Previous studies have shown that protective immunity elicited by S. aureus is mediated by antibody and interleukin-17A (IL-17A) T-cell responses (3, 13, 14, 16–18). Therefore, we examined the antibody and T-cell responses in vancomycin-treated mice after primary infection. We hypothesized that the lack of protection in vancomycin-treated mice would be accompanied by decreased antibody and T-cell responses. Treatment of primary SSTI with vancomycin resulted in significantly lower antibody levels against leukocidin E (LukE), Panton-Valentine leukocidin S (LukS-PV), and Hla, compared with no treatment (Fig. 2B to D). In fact, vancomycin-treated mice had essentially undetectable antibody levels against LukE, LukS-PV, and Hla, similar to naive mice, indicating that antibiotic-mediated clearance of bacteria prevented the development of protective antibody responses. Primary SSTI in untreated mice elicited strong IL-17A- and interferon gamma (IFN-γ)-secreting T-cell responses against LukE, LukS-PV, Hla, and heat-killed S. aureus (HKSA) (Fig. 2E and F). However, LukE-, LukS-PV-, Hla-, and HKSA-specific IL-17A-secreting T-cell responses were significantly reduced in the vancomycin-treated mice. There was also a trend toward weaker Hla-, LukE-, and LukS-PV-specific IFN-γ-secreting T-cell responses in the antibiotic-treated mice, but the differences were not significant. Taken together, these results demonstrate that antibiotic treatment of S. aureus SSTI interferes with the development of protective immunity by inhibiting toxin-specific antibody and T-cell responses.
Delaying antibiotic treatment of S. aureus SSTI reduced efficacy.

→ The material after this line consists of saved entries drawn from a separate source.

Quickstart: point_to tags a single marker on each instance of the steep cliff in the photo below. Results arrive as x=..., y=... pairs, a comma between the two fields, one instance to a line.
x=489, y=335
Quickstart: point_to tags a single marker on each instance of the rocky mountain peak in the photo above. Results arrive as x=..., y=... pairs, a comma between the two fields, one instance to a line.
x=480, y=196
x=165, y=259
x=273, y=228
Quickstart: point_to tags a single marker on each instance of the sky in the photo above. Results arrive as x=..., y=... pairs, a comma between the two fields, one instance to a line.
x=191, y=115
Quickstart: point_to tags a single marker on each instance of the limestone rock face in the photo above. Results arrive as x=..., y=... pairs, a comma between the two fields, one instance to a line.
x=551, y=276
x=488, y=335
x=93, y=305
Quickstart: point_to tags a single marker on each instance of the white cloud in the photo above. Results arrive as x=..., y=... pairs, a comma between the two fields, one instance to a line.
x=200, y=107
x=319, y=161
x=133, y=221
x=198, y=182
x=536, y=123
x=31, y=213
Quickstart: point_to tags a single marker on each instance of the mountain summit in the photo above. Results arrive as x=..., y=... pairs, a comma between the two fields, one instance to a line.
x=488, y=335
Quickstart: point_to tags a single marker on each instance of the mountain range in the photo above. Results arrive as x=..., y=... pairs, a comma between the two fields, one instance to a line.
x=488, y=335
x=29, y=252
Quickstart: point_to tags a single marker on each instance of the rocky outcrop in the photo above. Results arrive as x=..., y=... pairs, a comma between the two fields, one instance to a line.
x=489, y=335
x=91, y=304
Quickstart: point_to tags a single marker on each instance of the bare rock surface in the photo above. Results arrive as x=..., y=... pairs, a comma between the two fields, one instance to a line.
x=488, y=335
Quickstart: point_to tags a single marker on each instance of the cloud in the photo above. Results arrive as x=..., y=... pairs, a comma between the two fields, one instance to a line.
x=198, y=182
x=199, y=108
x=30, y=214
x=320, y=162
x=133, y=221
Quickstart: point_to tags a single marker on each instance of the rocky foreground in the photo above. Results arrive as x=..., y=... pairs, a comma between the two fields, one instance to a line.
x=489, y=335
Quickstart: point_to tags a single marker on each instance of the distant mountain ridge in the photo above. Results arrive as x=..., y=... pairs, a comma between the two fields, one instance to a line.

We next investigated the impact of delayed antibiotic treatment on the resolution of primary SSTI in BALB/c mice. Delaying treatment to 3 h postinfection (hpi) resulted in small dermonecrotic lesions that were significantly smaller and resolved faster than those in untreated mice (Fig. 3A and C). In addition, lower bioluminescence was observed in the 3-hpi group than in untreated mice, indicating a smaller bacterial burden (Fig. 3B and D). Interestingly, mice treated 24 hpi developed large dermonecrotic lesions, similar in size to those in untreated mice. Bioluminescence in the 24-hpi group was similar to that in untreated mice, demonstrating that treatment 24 hpi did not lower the bacterial burden compared to that in untreated mice. Taken together, these findings demonstrate that delaying antibiotic treatment fails to resolve 1° SSTI. However, delaying treatment to 3 h postinfection, although not as effective as treatment immediately (30 min) after infection, decreased lesion size and enhanced bacterial clearance.
FIG 3.
Delayed antibiotic treatment resulted in larger lesion size and less effective bacterial clearance. (A and B) Mice treated with antibiotics 30 min post-1° SSTI had no dermonecrosis, but did have subcutaneous abscesses. Mice treated with antibiotics 3 h after infection had small dermonecrotic skin lesions and increased bioluminescence at the site of infection compared with untreated mice or mice treated 30 min postinfection. Antibiotic treatment 24 h following 1° SSTI resulted in dermonecrotic skin lesions (A) and bacterial burdens (B) similar in size to those of untreated mice. Shown are pictures of representative (C) skin lesions and (D) bioluminescence from each group on different days post-primary SSTI. n = 8/group. Data are presented as mean ± SEM. Data were pooled from two independent experiments. Data were compared using two-way ANOVA with Tukey’s multiple-comparison test. *, P < 0.05; ****, P < 0.0001; ns, not significant.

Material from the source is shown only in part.